Re: [RFC PATCH 1/2] af_packet: direct dma for packet ineterface

From: John Fastabend <john.fastabend@gmail.com>
To: Jesper Dangaard Brouer <brouer@redhat.com>
Cc: bjorn.topel@gmail.com, jasowang@redhat.com, ast@fb.com,
	alexander.duyck@gmail.com, john.r.fastabend@intel.com,
	netdev@vger.kernel.org
Subject: Re: [RFC PATCH 1/2] af_packet: direct dma for packet ineterface
Date: Tue, 31 Jan 2017 21:01:54 -0800	[thread overview]
Message-ID: <58916BC2.9020005@gmail.com> (raw)
In-Reply-To: <20170131132015.68e7d631@redhat.com>

[...]

>>>   
>>>> The ndo operations and new socket option PACKET_RX_DIRECT work by
>>>> giving a queue_index to run the direct dma operations over. Once
>>>> setsockopt returns successfully the indicated queue is mapped
>>>> directly to the requesting application and can not be used for
>>>> other purposes. Also any kernel layers such as tc will be bypassed
>>>> and need to be implemented in the hardware via some other mechanism
>>>> such as tc offload or other offload interfaces.  
>>>
>>> Will this also need to bypass XDP too?  
>>
>> There is nothing stopping this from working with XDP but why would
>> you want to run XDP here?
>>
>> Dropping a packet for example is not really useful because its
>> already in memory user space can read. Modifying the packet seems
>> pointless user space can modify it. 
>>
>> Maybe pushing a copy of the packet
>> to kernel stack is useful in some case? But I can't see where I would
>> want this.
> 
> Wouldn't it be useful to pass ARP packets to kernel stack?
> (E.g. if your HW filter is based on MAC addr match)
> 

Problem is we already zero-copied the packet into user space. I really
don't want to have a packet in user space and kernel space at the same
time. That seems like a big mess to me around security and isolation.
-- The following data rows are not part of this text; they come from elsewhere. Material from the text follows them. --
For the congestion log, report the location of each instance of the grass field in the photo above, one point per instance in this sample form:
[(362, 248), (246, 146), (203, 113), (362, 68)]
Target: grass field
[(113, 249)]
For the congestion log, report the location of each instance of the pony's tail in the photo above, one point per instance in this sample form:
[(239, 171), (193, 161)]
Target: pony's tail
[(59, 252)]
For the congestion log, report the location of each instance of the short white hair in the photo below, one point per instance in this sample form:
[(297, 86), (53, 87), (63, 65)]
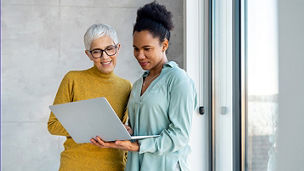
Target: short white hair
[(98, 30)]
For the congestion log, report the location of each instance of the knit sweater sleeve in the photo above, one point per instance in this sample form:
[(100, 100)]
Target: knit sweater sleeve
[(64, 95), (125, 114)]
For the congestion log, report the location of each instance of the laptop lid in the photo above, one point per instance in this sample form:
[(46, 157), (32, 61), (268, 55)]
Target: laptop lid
[(86, 119)]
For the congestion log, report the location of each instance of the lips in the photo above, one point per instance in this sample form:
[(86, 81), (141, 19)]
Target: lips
[(106, 62), (143, 64)]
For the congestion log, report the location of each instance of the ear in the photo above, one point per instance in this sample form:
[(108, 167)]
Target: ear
[(165, 45), (88, 54)]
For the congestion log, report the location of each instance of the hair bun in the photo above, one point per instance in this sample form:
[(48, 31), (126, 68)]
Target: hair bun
[(155, 12)]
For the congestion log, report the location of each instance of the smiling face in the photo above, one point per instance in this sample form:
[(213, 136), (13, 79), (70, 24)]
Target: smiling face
[(106, 63), (148, 50)]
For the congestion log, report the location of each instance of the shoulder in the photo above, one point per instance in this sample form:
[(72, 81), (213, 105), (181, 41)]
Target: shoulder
[(176, 74), (72, 75), (122, 80)]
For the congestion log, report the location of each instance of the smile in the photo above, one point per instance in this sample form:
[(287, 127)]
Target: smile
[(106, 62)]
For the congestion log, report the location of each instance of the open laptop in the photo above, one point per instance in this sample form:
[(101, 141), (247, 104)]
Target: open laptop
[(86, 119)]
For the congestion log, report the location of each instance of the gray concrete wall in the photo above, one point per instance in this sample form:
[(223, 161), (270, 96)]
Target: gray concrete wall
[(41, 41), (291, 84)]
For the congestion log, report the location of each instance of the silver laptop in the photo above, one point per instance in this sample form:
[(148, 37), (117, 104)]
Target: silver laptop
[(87, 119)]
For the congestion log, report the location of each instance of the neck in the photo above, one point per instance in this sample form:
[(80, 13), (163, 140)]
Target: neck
[(96, 71), (157, 69)]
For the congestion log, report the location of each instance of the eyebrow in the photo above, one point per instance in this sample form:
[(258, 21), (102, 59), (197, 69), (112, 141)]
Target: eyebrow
[(145, 46)]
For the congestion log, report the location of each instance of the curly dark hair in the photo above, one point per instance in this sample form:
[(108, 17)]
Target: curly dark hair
[(155, 18)]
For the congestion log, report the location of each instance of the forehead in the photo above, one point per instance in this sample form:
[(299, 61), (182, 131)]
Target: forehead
[(143, 38), (102, 42)]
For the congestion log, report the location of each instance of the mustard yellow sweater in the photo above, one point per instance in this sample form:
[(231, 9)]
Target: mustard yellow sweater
[(82, 85)]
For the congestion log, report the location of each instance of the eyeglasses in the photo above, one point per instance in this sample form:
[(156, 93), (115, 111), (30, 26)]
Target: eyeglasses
[(110, 51)]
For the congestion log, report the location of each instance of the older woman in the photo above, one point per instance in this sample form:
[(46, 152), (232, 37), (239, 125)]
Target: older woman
[(162, 101), (102, 48)]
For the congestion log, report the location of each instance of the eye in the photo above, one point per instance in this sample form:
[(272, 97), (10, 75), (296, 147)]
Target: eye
[(95, 51), (136, 49), (110, 48)]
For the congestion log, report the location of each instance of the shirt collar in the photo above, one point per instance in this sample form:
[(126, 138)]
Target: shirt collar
[(170, 64)]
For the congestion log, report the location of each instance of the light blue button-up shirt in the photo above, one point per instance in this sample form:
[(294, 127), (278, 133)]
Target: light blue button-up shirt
[(165, 109)]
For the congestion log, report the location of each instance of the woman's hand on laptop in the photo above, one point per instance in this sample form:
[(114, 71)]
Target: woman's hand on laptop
[(129, 129), (123, 145)]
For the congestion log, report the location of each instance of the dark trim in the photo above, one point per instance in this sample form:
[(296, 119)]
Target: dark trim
[(210, 85), (237, 87)]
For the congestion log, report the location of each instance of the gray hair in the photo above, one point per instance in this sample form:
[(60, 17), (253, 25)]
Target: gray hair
[(98, 30)]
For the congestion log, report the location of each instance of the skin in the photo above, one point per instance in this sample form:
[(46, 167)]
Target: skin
[(105, 64), (151, 55)]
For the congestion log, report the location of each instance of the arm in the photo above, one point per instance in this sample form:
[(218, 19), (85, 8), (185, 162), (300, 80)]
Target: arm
[(181, 107), (64, 95)]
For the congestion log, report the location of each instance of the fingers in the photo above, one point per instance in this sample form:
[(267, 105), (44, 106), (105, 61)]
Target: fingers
[(95, 142)]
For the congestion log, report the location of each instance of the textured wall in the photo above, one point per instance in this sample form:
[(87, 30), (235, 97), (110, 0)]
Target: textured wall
[(291, 83), (41, 41)]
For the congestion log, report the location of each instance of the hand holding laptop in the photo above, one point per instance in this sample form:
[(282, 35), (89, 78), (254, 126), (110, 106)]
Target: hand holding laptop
[(86, 119)]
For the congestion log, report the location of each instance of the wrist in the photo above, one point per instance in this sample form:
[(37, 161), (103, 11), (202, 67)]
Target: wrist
[(135, 146)]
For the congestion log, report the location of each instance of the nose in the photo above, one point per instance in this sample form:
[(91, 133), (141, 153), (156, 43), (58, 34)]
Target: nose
[(140, 55), (104, 55)]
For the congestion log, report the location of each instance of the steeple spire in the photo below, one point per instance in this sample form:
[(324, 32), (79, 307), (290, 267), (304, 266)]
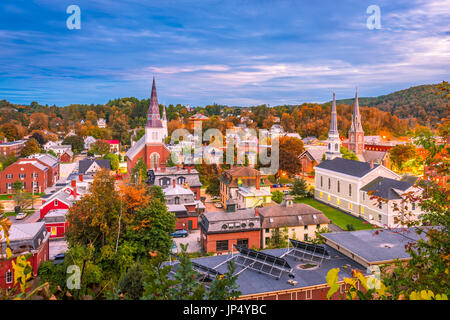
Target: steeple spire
[(153, 117)]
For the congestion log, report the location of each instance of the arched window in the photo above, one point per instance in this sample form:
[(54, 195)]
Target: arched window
[(154, 160)]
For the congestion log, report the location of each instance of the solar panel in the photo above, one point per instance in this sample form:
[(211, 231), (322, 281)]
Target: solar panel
[(307, 251), (262, 262)]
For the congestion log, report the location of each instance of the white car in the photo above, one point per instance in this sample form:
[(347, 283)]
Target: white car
[(21, 215)]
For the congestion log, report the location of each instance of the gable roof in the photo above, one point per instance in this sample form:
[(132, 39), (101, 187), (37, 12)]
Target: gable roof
[(349, 167), (85, 164), (386, 187)]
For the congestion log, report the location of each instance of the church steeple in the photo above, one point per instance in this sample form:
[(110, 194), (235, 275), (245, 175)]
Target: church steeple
[(356, 133), (334, 143), (153, 117)]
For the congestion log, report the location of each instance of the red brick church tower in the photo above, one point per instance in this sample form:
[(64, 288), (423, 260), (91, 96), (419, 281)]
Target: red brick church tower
[(356, 133), (151, 147)]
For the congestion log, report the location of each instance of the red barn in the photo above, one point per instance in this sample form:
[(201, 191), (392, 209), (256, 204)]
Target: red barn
[(25, 238)]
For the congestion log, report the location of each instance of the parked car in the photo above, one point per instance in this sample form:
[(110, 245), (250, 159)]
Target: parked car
[(180, 234), (21, 215)]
Much better to have the hardware push arp packet onto the correct hardware
queue so that arp packets get sent into the stack. With the ARP example
its easy enough to put a high priority rule in hardware to match the
protocol.

> 
>>> E.g. how will you support XDP_TX?  AFAIK you cannot remove/detach a
>>> packet with this solution (and place it on a TX queue and wait for DMA
>>> TX completion).
>>>   
>>
>> This is something worth exploring. tpacket_v2 uses a fixed ring with
>> slots so all the pages are allocated and assigned to the ring at init
>> time. To xmit a packet in this case the user space application would
>> be required to leave the packet descriptor on the rx side pinned
>> until the tx side DMA has completed. Then it can unpin the rx side
>> and return it to the driver. This works if the TX/RX processing is
>> fast enough to keep up. For many things this is good enough.
> 
> Sounds tricky.
>  
>> For some work loads though this may not be sufficient. In which
>> case a tpacket_v4 would be useful that can push down a new set
>> of "slots" every n packets. Where n is sufficiently large to keep
>> the workload running. This is similar in many ways to virtio/vhost
>> interaction.
> 
> This starts to sound like to need a page pool like facility with
> pages premapped DMA and premapped to userspace...
> 

I'm not sure what premapped to userspace means in this case. Here the
application uses mmap or some other mechanism to get a set of pages and
then pushes them down to the device. I think a mechanism such as that
used in virtio would solve this problem nicely. I'll take a look at it
and send another RFC out.

>>>   
> [...]
>>>
>>> Guess, I don't understand the details of the af_packet versions well
>>> enough, but can you explain to me, how userspace knows what slots it
>>> can read/fetch, and how it marks when it is complete/finished so the
>>> kernel knows it can reuse this slot?
>>>   
>>
>> At init time user space allocates a ring of buffers. Each buffer has
>> space to hold the packet descriptor + packet payload. The API gives this
>> to the driver to initialize DMA engine and assign addresses. At init
>> time all buffers are "owned" by the driver which is indicated by a status bit
>> in the descriptor header.
>>
>> Userspace can spin on the status bit to know when the driver has handed
>> it to userspace. The driver will check the status bit before returning
>> the buffer to the hardware. Then a series of kicks are used to wake up
>> userspace (if its not spinning) and to wake up the driver if it is overrun
>> and needs to return buffers into its pool (not implemented yet). The
>> kick to wake up the driver could in a future v4 be used to push new
>> buffers to the driver if needed.
> 
> As I wrote above, this status bit spinning approach is good and actually
> achieving a bulking effect indirectly.
> 

Yep.

Thanks,
John